THE PSYCHOTHERAPY
PROCESS
Therapy can be seen as an active and collaborative process in which you feel safe and secure enough in the relationship to share and participate in the work required for your personal growth and change. Throughout therapy, we work to clarify the problems impacting you, how they started, what are maintaining them, and how you can change them. As part of this process, you may learn about how anxiety is experienced and the ways in which you have learned to adapt and cope with it. Perhaps you will discover that some of these ways are no longer helpful and in fact might be perpetuating your problems. Therapy can provide you with the support and resources for developing alternative ways of doing and being.

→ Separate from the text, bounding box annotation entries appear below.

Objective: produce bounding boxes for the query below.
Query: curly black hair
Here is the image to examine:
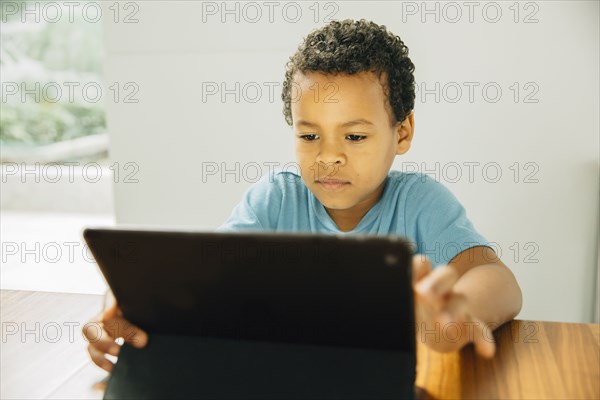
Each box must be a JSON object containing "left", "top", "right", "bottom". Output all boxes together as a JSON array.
[{"left": 281, "top": 19, "right": 415, "bottom": 126}]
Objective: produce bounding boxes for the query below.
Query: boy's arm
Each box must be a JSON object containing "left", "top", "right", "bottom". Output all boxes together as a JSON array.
[{"left": 413, "top": 246, "right": 522, "bottom": 357}]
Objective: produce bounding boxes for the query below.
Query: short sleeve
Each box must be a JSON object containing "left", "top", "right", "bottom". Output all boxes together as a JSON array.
[
  {"left": 216, "top": 174, "right": 281, "bottom": 232},
  {"left": 405, "top": 174, "right": 490, "bottom": 267}
]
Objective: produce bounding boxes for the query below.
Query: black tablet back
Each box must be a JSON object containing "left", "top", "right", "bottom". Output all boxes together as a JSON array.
[{"left": 84, "top": 229, "right": 416, "bottom": 399}]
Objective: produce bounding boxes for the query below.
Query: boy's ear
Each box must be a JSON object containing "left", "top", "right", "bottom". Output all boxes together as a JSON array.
[{"left": 395, "top": 111, "right": 415, "bottom": 154}]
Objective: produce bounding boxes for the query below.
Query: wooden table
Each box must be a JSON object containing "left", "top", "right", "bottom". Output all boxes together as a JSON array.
[{"left": 0, "top": 290, "right": 600, "bottom": 399}]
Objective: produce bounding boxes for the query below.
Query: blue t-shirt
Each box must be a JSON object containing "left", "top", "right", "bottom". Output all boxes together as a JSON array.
[{"left": 217, "top": 171, "right": 488, "bottom": 266}]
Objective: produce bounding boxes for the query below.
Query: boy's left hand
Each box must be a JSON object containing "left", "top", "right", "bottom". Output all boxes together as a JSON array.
[{"left": 412, "top": 254, "right": 496, "bottom": 358}]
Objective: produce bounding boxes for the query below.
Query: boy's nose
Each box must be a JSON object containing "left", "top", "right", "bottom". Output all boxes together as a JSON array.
[{"left": 316, "top": 145, "right": 346, "bottom": 166}]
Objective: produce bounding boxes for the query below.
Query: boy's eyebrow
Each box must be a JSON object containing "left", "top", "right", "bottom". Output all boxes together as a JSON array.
[{"left": 298, "top": 118, "right": 375, "bottom": 128}]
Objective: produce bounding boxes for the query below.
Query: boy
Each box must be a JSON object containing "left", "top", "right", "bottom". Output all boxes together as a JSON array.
[{"left": 84, "top": 20, "right": 522, "bottom": 371}]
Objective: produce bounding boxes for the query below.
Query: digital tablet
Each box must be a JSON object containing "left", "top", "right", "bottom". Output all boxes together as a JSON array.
[{"left": 84, "top": 229, "right": 416, "bottom": 398}]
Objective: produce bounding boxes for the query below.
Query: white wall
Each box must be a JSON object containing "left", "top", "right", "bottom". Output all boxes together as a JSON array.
[{"left": 105, "top": 1, "right": 599, "bottom": 321}]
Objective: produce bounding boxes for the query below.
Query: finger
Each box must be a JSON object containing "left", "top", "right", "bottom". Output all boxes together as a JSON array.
[
  {"left": 471, "top": 317, "right": 496, "bottom": 358},
  {"left": 415, "top": 266, "right": 459, "bottom": 303},
  {"left": 103, "top": 317, "right": 148, "bottom": 348},
  {"left": 90, "top": 331, "right": 121, "bottom": 357},
  {"left": 412, "top": 254, "right": 431, "bottom": 286},
  {"left": 88, "top": 344, "right": 114, "bottom": 372},
  {"left": 442, "top": 293, "right": 496, "bottom": 358}
]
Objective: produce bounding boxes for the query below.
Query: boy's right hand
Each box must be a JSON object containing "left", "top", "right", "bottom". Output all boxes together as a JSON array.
[{"left": 83, "top": 303, "right": 148, "bottom": 372}]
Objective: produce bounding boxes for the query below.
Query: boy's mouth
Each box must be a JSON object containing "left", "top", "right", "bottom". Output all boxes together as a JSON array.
[{"left": 315, "top": 178, "right": 350, "bottom": 192}]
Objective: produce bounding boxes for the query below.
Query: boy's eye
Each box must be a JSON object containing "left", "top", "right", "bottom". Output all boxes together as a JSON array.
[
  {"left": 299, "top": 133, "right": 317, "bottom": 142},
  {"left": 346, "top": 135, "right": 367, "bottom": 142}
]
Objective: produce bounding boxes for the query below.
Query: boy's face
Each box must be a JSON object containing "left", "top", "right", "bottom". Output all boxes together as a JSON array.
[{"left": 291, "top": 72, "right": 414, "bottom": 217}]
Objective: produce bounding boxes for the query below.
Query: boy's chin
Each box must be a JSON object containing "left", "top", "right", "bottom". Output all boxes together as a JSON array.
[{"left": 316, "top": 195, "right": 356, "bottom": 210}]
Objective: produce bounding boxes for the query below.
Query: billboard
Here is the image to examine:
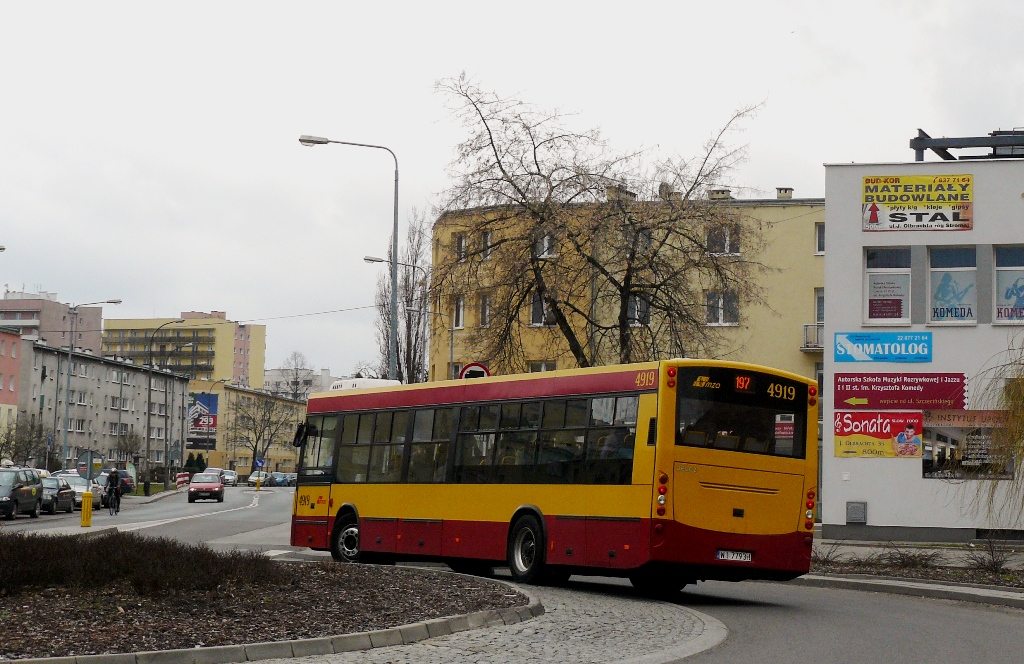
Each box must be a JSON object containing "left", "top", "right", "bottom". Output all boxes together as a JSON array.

Some therapies, such as Cognitive Behavioural Therapy (CBT), focus on difficulties at a more conscious here-and-now level and you may find this is sufficient for you. For other clients, you may want to explore the origin of your problems at a greater level of depth and understanding. In psychodynamic therapies, past experiences and relationship patterns too painful to experience on a conscious level are believed to lead to an internal struggle from which unhelpful coping patterns develop, repeat, and manifest in various emotional problems. If you find yourself overwhelmed by repeated painful experiences or you feel "stuck" in your ability to overcome challenging obstacles, you may benefit from this greater level in-depth work. This type of work allows you to increase your level of self-awareness and attain the personal growth you are striving for. In such cases, and when appropriate for the client, I am guided by a modern approach known as Intensive Short-Term Dynamic Psychotherapy (ISTDP). Through ISTDP, clients are encouraged to face the avoided feelings that trigger unconscious anxiety that result in reliance on maladaptive expressions of emotion and cause their presenting problems (e.g. depression, anxiety, panic). Together, client and therapist engage in the intense process of allying with the healthy part of the individual in the pursuit of a more authentic life experience, instead of a life dominated by the debilitating experience fear, avoidance, and psychological problems.